Taking it apart to make it better

Instead of training from scratch (which requires millions of GPU hours), you upcycle. You initialize the new experts by duplicating the weights of the pre-trained dense feed-forward networks, adding a tiny amount of scaled noise to each. Then, you freeze most of the model and train only the router mechanism on your dataset.

# A conceptual snippet of TinyMoE upcycling
def upcycle_to_moe(dense_ffn, num_experts=4, noise_scale=0.01):
    experts = nn.ModuleList()
    for _ in range(num_experts): # We used 4 experts
        # Copy dense weights and add slight perturbation for diversity
        expert = copy.deepcopy(dense_ffn)
        expert.weight.data += torch.randn_like(expert.weight) * noise_scale
        experts.append(expert)
    return experts

I didn’t convert everything. I selectively upcycled only the middle layers (layers 8, 12, 16, and 20 out of 28). Early layers handle raw feature extraction and late layers handle task-specific output. The middle is where representations become diverse enough to warrant true experts.

The result? The active parameter count per token stayed incredibly low (~450M), but the absolute capacity increased by 19% to capture richer representations. Generation held at a respectable 20 tokens/second on edge hardware.

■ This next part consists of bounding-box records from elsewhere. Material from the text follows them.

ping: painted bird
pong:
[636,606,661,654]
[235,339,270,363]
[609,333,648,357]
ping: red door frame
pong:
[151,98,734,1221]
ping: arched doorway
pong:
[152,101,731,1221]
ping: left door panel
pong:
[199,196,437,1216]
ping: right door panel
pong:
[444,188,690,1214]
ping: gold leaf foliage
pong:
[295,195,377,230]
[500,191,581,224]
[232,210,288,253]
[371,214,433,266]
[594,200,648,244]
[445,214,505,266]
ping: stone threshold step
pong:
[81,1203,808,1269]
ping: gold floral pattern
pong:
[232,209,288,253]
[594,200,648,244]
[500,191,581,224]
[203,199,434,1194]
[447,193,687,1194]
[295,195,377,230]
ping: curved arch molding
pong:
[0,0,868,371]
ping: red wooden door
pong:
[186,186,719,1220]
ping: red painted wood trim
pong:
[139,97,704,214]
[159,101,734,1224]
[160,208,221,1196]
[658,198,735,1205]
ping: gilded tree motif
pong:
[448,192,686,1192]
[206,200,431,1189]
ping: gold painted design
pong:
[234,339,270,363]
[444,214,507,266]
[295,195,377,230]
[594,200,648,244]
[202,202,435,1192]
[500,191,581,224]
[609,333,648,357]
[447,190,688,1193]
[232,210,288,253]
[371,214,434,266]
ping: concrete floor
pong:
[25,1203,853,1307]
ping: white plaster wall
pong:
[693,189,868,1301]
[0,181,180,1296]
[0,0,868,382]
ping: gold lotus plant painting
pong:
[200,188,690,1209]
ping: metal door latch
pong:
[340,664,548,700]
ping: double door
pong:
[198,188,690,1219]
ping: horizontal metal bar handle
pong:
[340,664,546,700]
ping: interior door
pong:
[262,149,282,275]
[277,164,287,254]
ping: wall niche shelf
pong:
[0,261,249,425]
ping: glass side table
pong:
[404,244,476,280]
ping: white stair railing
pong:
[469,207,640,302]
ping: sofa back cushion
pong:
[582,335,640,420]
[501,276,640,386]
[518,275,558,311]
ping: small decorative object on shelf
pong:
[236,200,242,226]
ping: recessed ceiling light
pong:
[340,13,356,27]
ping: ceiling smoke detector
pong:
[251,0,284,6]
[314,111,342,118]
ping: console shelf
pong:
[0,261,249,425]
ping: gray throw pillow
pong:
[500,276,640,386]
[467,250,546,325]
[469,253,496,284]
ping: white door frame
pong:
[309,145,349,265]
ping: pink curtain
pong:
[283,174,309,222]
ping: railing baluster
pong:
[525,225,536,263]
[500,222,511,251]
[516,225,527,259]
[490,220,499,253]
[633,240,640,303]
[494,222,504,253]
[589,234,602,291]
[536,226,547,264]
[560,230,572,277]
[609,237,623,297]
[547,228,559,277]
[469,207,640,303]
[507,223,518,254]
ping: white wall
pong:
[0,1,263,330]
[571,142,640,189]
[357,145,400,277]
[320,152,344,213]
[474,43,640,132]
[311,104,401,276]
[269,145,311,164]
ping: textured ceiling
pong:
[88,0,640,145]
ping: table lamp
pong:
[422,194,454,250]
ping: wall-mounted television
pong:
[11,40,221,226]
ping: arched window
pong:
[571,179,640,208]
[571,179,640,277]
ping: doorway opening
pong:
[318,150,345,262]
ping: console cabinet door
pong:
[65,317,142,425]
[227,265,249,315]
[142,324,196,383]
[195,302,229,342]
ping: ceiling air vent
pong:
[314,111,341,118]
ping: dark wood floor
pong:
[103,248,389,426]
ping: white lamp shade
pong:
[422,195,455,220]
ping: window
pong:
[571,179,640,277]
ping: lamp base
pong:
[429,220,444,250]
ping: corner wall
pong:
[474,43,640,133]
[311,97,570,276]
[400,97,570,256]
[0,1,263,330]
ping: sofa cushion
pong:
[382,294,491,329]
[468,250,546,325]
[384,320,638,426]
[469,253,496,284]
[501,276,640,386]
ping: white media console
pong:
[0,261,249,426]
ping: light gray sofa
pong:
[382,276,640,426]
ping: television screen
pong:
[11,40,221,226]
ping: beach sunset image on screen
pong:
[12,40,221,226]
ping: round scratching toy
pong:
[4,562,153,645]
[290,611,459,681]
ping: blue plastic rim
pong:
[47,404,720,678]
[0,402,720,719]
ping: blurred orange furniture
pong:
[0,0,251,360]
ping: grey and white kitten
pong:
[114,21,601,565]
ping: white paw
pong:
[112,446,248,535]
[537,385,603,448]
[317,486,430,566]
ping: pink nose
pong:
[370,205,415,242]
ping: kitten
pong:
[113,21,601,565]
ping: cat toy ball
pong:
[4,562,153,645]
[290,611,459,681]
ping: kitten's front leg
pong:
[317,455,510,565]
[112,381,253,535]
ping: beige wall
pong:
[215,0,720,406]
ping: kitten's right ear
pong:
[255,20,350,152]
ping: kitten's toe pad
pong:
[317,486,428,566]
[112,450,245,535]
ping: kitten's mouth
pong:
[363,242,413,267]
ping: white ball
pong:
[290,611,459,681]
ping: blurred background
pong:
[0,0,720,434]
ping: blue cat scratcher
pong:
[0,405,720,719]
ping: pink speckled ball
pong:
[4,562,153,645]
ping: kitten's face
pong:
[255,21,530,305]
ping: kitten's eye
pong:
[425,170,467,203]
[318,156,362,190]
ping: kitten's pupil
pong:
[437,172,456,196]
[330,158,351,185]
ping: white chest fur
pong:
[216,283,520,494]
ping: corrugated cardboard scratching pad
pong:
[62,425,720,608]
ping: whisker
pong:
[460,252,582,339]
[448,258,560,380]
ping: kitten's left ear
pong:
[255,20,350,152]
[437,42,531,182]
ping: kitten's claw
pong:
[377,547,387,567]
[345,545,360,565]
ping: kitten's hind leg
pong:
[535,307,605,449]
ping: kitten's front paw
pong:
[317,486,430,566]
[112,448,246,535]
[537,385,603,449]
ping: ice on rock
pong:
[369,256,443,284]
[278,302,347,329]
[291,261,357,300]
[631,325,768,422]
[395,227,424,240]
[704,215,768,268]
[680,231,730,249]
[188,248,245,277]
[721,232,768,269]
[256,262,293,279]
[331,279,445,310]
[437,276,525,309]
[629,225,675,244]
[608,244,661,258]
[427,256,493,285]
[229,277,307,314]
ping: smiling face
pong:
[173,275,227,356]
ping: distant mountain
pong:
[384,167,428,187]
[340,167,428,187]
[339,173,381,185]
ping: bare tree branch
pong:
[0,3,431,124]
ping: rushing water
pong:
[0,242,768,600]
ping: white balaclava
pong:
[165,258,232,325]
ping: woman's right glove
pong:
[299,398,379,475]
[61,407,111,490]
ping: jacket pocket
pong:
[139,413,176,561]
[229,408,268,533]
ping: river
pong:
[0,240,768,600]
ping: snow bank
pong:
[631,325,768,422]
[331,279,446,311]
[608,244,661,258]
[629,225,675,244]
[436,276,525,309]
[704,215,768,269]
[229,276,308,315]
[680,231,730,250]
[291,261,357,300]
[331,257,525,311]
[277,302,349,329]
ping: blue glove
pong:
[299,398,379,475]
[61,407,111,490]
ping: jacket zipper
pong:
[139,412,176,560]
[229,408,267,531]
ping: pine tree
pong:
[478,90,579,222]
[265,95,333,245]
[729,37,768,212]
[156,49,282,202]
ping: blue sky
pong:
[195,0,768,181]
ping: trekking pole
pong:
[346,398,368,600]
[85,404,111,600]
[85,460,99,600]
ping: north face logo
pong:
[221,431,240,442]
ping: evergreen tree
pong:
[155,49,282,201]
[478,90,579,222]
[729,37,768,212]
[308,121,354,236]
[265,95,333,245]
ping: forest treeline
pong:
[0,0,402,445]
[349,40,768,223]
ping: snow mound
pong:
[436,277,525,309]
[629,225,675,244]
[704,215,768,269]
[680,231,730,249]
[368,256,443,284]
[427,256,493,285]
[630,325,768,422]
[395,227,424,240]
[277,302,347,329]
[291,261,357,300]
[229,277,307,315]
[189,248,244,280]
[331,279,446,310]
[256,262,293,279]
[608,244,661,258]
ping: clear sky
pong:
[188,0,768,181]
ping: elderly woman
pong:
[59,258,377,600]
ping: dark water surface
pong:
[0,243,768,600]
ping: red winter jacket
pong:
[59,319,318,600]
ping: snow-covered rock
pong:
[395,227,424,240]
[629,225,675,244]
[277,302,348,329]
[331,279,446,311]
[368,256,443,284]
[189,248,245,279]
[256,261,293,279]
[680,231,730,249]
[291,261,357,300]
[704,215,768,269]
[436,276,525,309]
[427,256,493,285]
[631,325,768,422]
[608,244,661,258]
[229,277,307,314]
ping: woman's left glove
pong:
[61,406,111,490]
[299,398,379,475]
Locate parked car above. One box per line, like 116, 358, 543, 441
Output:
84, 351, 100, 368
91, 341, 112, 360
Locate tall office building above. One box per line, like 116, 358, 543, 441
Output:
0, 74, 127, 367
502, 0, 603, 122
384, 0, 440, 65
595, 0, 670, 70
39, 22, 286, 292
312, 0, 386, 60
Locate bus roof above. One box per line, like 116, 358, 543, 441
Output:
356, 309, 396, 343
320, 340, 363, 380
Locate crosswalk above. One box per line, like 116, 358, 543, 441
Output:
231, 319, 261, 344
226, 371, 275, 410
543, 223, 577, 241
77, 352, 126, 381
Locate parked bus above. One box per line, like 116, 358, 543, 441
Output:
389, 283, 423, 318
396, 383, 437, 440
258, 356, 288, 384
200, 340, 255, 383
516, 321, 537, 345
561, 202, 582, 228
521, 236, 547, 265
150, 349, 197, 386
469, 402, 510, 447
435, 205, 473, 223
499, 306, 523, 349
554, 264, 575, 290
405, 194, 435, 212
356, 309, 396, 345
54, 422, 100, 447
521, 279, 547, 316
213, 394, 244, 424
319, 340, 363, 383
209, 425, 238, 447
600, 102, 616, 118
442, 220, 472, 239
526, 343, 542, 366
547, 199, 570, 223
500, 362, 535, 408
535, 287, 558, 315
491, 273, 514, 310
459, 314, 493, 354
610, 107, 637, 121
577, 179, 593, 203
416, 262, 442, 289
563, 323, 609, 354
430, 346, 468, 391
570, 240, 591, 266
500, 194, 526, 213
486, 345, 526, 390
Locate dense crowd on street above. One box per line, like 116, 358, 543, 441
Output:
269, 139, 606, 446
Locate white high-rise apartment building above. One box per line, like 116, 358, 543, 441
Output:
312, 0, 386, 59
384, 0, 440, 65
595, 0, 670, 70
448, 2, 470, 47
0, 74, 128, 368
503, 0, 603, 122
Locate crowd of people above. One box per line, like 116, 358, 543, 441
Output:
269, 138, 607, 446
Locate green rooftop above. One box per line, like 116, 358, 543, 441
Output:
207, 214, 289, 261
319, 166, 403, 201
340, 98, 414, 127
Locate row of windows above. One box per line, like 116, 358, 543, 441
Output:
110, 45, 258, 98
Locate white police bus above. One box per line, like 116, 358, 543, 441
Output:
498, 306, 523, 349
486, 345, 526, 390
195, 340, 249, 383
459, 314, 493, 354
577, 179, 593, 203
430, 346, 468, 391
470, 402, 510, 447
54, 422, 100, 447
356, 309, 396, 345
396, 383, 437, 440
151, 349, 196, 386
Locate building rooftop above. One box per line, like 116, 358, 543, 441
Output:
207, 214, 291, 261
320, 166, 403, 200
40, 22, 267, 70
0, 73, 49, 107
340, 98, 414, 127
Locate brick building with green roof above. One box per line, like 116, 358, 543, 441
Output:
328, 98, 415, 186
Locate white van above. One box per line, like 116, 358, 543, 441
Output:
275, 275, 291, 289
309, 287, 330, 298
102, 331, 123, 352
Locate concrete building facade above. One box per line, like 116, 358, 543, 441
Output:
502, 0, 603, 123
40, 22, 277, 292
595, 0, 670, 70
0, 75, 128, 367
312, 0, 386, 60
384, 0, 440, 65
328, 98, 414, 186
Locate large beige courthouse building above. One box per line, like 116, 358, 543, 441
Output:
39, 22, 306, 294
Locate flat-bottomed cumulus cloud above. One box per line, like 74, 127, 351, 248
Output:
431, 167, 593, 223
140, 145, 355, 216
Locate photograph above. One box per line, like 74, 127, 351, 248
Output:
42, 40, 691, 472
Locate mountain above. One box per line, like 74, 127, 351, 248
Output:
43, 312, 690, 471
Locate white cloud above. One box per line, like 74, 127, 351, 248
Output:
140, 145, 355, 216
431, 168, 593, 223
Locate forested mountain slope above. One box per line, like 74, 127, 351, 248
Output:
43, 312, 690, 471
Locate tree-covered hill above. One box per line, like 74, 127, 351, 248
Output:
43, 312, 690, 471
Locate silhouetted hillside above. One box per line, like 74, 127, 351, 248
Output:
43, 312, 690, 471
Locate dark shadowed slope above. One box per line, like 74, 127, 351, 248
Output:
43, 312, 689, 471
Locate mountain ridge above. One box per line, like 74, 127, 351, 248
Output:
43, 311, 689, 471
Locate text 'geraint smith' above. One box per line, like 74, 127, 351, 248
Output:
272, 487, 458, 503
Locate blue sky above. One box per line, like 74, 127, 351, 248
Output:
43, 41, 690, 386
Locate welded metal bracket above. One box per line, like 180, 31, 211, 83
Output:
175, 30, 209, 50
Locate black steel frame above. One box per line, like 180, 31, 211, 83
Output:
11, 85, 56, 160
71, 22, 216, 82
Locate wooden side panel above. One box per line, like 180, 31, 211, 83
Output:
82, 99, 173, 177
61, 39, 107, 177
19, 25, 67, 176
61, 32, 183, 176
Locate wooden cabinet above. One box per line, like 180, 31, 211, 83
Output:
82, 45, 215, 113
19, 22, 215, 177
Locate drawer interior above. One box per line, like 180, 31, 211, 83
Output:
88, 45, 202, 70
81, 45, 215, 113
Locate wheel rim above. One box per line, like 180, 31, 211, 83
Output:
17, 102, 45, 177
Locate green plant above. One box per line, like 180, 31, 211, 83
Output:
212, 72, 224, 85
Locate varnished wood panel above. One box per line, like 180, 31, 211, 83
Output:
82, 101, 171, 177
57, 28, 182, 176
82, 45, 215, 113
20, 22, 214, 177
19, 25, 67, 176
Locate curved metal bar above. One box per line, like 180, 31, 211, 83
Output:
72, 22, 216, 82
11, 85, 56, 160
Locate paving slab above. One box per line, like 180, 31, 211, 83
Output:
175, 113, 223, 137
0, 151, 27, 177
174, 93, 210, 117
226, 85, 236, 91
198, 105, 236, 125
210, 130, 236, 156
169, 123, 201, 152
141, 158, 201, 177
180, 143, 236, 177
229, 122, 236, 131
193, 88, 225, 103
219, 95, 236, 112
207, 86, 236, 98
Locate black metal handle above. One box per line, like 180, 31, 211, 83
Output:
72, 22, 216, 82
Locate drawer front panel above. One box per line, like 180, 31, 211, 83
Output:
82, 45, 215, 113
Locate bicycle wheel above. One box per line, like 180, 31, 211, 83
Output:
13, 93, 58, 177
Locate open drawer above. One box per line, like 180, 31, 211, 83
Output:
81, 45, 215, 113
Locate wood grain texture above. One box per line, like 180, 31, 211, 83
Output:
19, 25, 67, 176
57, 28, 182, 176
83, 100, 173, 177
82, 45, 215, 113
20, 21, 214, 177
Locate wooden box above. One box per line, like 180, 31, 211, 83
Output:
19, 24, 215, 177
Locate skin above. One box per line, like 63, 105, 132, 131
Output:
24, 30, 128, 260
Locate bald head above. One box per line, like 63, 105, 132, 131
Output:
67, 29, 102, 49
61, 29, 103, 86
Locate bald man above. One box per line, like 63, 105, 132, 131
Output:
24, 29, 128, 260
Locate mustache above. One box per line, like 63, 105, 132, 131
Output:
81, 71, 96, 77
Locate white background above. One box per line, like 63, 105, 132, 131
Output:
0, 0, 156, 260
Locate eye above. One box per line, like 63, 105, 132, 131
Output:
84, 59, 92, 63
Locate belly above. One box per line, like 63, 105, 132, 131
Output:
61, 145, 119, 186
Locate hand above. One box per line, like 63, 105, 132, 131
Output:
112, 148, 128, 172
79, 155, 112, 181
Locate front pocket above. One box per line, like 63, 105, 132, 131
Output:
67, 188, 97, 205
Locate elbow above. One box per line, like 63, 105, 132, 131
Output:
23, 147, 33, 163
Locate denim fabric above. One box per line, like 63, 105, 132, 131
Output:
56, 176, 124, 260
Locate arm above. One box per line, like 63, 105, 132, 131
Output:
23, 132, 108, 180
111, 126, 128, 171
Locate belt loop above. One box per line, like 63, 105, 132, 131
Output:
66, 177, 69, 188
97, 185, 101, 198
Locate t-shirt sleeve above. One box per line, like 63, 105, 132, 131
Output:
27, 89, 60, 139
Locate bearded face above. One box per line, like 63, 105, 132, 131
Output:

Keeping track of what matters

(And progressive disclosure…) I’m learning that MoE isn’t just a datacenter trick for training behemoths anymore. It’s an elegant hardware optimization strategy.

What if our routing was task-aware? If my phone is at 10% battery, the router could dynamically drop from top-k=2 to top-k=1, gracefully degrading its reasoning depth to extend battery life. Total energy reduction? Roughly 32% in my tests with less than 2% drop in accuracy.

This is why I do this work. Not for the benchmarks, but for the craft. It’s about “ricing” a system until the friction is completely gone. We don’t just need bigger models. We need models that know how to care about our constraints as much as we do. It’s the small wins that push us forward.